Range: Because of his close, friendly relations, he was very close to the group. According to our information, he personally rented the camper vans for two of the group's robberies and one of its bombings.

SPIEGEL: But the bombing in question was committed in early 2001, and supporting a terrorist organization comes under the statute of limitations after 10 years.

Range: Being an accessory to murder does not come under the statute of limitations. And in our assessment, André E. willingly accepted the possibility that a murder was to be committed with the help of the vehicle he had rented.

SPIEGEL: In your assessment, how long will the trial last?

Range: We have five defendants, 10 defense attorneys, about 60 co-plaintiffs and almost 40 attorneys for ancillary lawsuits. There are 27 individual charges. And then there is the charge of membership in and support of a terrorist organization. It will be the biggest trial to date on right-wing terrorism in the history of the Federal Republic of Germany. It would be wrong to predict its duration.

SPIEGEL: What can we expect from the trial: law or justice?

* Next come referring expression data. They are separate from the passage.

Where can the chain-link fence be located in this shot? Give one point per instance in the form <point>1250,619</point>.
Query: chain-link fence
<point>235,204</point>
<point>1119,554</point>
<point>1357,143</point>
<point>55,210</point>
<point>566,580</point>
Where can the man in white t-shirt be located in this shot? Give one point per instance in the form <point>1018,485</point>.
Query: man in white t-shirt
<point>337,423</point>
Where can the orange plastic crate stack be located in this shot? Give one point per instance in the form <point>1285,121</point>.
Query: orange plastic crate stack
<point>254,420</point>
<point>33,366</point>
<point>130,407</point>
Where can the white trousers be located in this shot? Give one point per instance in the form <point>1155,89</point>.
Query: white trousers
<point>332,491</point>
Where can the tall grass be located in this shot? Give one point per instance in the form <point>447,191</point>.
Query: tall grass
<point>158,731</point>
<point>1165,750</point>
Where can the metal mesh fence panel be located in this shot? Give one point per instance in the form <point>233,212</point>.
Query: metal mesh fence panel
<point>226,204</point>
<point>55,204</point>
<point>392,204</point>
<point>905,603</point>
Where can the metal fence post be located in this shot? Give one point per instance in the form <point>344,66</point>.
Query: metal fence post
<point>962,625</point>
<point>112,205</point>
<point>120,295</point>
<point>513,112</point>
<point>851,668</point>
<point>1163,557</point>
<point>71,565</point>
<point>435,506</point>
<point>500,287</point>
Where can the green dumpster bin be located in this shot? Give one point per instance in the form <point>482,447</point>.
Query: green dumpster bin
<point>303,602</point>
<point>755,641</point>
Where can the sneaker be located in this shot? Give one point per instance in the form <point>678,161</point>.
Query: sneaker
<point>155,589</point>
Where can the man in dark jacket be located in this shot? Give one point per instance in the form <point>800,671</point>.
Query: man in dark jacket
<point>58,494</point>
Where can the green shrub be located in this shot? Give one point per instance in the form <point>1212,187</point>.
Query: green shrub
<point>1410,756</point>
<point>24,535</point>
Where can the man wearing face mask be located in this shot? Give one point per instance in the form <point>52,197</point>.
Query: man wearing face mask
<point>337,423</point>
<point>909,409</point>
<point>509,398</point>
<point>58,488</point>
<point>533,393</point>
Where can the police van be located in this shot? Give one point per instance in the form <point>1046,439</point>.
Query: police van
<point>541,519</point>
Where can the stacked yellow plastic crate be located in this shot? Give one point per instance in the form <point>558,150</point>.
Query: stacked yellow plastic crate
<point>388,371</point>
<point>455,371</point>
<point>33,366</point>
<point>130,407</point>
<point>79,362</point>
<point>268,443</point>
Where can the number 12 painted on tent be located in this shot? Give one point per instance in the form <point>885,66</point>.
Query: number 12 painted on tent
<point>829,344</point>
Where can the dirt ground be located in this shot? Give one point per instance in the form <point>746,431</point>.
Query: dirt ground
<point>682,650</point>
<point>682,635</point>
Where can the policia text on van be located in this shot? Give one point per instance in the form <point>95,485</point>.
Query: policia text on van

Range: The fundamental goal of the criminal trial is to achieve justice. I also hope that it will provide a reappraisal of the events, especially in the interest of the victims' families, and that it will send the message that society does not accept such actions and in fact reacts decisively against them.

SPIEGEL: Do you have any indication that Beate Zschäpe will speak?

Range: No. But it isn't unusual in a trial. The defense strategy is often geared toward waiting to see which "arrows" the prosecution has "in its quiver." Ultimately Ms. Zschäpe will have to make that decision herself. I'm curious to see what happens.

SPIEGEL: What will you say to the victims' families if there are acquittals?

Range: That's the price of the constitutional state. But I am confident that I won't have to address that question.

SPIEGEL: Mr. Range, thank you for this interview.